Comparative efficacy and tolerability of 32 oral and long-acting injectable antipsychotics for the maintenance treatment of adults with schizophrenia: a systematic review and network meta-analysis
Citation
Johannes Schneider-Thoma MD1 , Konstantina Chalkou MSc2 , Carola Dörries1 , Irene Bighelli PhD1 , Anna Ceraso MD3 , Maximilian Huhn MD1,4, Spyridon Siafis MD1 , Professor John M. Davis MD5 , Professor Andrea Cipriani PhD6 , Professor Toshi A. Furukawa MD7 , Georgia Salanti PhD2 , Professor Stefan Leucht MD. Comparative efficacy and tolerability of 32 oral and long-acting injectable antipsychotics for the maintenance treatment of adults with schizophrenia: a systematic review and network meta-analysis. The Lancet. VOLUME 399, ISSUE 10327, P824-836, FEBRUARY 26, 2022
Abstract
Schizophrenia is a common, severe, and usually chronic disorder. Maintenance treatment with antipsychotic drugs can prevent relapse but also causes side-effects. We aimed to compare the efficacy and tolerability of antipsychotics as maintenance treatment for non-treatment resistant patients with schizophrenia.

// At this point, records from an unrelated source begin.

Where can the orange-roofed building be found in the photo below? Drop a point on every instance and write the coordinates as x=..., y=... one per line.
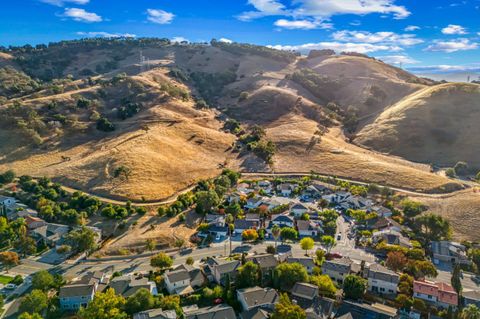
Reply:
x=440, y=294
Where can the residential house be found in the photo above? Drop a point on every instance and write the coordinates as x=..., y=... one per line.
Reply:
x=308, y=228
x=183, y=279
x=6, y=203
x=51, y=234
x=306, y=262
x=381, y=280
x=338, y=269
x=440, y=294
x=304, y=292
x=282, y=221
x=34, y=222
x=356, y=310
x=450, y=252
x=219, y=311
x=298, y=210
x=286, y=189
x=156, y=314
x=391, y=237
x=471, y=297
x=266, y=263
x=220, y=269
x=129, y=285
x=257, y=297
x=240, y=225
x=72, y=297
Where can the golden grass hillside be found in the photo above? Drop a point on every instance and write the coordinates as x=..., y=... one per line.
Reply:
x=435, y=125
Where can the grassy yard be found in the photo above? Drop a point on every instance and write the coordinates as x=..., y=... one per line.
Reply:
x=5, y=279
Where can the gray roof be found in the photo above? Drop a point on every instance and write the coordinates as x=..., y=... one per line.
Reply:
x=177, y=275
x=343, y=265
x=156, y=314
x=264, y=260
x=258, y=296
x=214, y=312
x=304, y=290
x=378, y=272
x=76, y=291
x=245, y=224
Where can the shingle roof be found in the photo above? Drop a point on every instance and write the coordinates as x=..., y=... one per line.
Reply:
x=76, y=291
x=258, y=296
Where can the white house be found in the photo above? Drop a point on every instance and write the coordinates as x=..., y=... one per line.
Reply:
x=382, y=280
x=256, y=297
x=298, y=210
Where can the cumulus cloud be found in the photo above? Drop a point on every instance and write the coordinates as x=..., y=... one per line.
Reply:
x=337, y=47
x=61, y=3
x=452, y=46
x=454, y=29
x=102, y=34
x=225, y=40
x=397, y=59
x=81, y=15
x=390, y=38
x=411, y=28
x=304, y=13
x=160, y=16
x=302, y=24
x=179, y=39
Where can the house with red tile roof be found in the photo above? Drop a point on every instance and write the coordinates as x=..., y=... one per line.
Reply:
x=440, y=294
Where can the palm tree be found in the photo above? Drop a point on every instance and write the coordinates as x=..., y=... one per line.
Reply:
x=276, y=234
x=470, y=312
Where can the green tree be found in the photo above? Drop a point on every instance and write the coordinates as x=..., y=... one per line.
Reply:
x=161, y=260
x=285, y=309
x=26, y=315
x=328, y=242
x=105, y=305
x=286, y=275
x=248, y=275
x=142, y=300
x=433, y=227
x=34, y=302
x=456, y=279
x=354, y=287
x=288, y=233
x=42, y=280
x=307, y=244
x=412, y=208
x=82, y=239
x=470, y=312
x=206, y=201
x=326, y=287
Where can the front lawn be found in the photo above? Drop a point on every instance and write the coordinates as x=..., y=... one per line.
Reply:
x=5, y=279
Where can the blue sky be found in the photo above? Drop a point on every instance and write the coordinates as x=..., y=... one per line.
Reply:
x=422, y=35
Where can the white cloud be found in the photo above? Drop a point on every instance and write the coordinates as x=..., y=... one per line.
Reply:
x=81, y=15
x=160, y=16
x=338, y=47
x=302, y=24
x=225, y=40
x=102, y=34
x=389, y=38
x=179, y=40
x=397, y=59
x=454, y=29
x=263, y=8
x=61, y=3
x=411, y=28
x=452, y=46
x=315, y=10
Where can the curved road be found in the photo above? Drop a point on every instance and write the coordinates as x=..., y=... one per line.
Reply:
x=172, y=198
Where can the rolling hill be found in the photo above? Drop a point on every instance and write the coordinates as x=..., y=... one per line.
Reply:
x=80, y=110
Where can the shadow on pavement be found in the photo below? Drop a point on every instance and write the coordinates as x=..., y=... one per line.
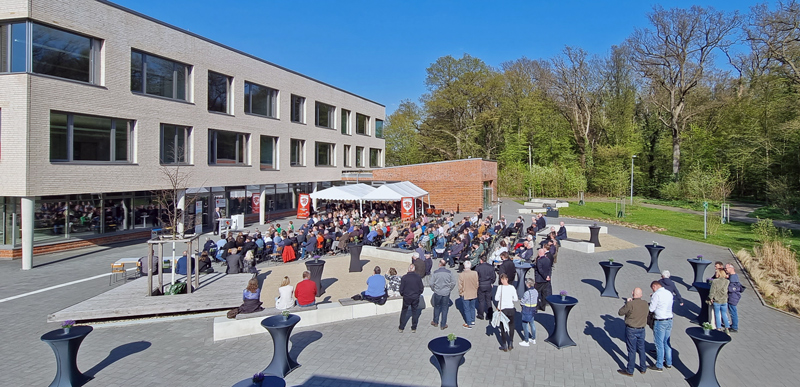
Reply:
x=117, y=354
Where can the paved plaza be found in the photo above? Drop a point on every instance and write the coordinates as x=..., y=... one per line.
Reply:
x=370, y=351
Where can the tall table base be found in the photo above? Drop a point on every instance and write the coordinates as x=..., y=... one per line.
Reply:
x=559, y=337
x=280, y=330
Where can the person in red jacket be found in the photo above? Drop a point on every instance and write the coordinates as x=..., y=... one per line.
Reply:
x=306, y=291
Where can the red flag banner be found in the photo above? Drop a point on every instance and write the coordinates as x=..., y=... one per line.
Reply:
x=303, y=206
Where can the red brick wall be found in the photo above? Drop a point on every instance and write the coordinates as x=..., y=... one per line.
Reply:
x=451, y=184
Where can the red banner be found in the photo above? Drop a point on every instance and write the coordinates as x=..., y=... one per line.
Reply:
x=303, y=206
x=407, y=208
x=255, y=200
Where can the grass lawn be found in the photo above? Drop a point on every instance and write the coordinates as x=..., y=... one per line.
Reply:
x=734, y=235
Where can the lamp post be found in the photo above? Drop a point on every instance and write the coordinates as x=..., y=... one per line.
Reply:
x=632, y=157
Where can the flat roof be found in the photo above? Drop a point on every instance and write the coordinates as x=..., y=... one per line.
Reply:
x=165, y=24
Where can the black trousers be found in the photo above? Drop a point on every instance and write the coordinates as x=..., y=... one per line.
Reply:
x=545, y=289
x=484, y=300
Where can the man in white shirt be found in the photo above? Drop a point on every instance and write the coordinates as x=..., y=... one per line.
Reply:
x=661, y=305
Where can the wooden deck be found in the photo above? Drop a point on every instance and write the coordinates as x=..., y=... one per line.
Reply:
x=216, y=291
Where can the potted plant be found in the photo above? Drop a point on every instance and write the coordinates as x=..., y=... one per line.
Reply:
x=706, y=328
x=258, y=379
x=452, y=339
x=66, y=325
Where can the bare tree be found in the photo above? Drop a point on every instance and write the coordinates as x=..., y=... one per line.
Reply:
x=673, y=56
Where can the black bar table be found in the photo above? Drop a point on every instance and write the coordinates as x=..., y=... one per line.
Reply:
x=65, y=346
x=280, y=329
x=355, y=257
x=315, y=267
x=611, y=269
x=522, y=271
x=703, y=289
x=559, y=337
x=594, y=235
x=654, y=250
x=269, y=381
x=699, y=266
x=708, y=347
x=449, y=357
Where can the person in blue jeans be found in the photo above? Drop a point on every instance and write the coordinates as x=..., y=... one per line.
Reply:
x=528, y=303
x=661, y=305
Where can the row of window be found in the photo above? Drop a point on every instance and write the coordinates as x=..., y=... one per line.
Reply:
x=40, y=49
x=75, y=137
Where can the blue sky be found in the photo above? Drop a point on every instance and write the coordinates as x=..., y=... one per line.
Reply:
x=380, y=49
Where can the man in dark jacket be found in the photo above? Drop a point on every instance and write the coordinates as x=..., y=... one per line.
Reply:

In this systematic review and network meta-analysis, we searched, without language restrictions, the Cochrane Schizophrenia Group's specialised register between database inception and April 27, 2020, PubMed from April 1, 2020, to Jan 15, 2021, and the lists of included studies from related systematic reviews. We included randomised controlled trials (RCTs; ≥12 weeks of follow-up) that recruited adult participants with schizophrenia or schizoaffective disorder with stable symptoms who were treated with antipsychotics (monotherapy; oral or long-acting injectable) or placebo. We excluded RCTs of participants with specific comorbidities or treatment resistance. In duplicate, two authors independently selected eligible RCTs and extracted aggregate data. The primary outcome was the number of participants who relapsed and was analysed by random-effects, Bayesian network meta-analyses. The study was registered on PROSPERO, CRD42016049022.
Findings
We identified 4157 references through our search, from which 501 references on 127 RCTs of 32 antipsychotics (comprising 18 152 participants) were included. 100 studies including 16 812 participants and 30 antipsychotics contributed to our network meta-analysis of the primary outcome. All antipsychotics had risk ratios (RRs) less than 1·00 when compared with placebo for relapse prevention and almost all had 95% credible intervals (CrIs) excluding no effect. RRs ranged from 0·20 (95% CrI 0·05–0·41) for paliperidone oral to 0·65 (0·16–1·14) for cariprazine oral (moderate-to-low confidence in estimates). Generally, we interpret that there was no clear evidence for the superiority of specific antipsychotics in terms of relapse prevention because most comparisons between antipsychotics included a probability of no difference.
Interpretation
As we found no clear differences between antipsychotics for relapse prevention, we conclude that the choice of antipsychotic for maintenance treatment should be guided mainly by their tolerability.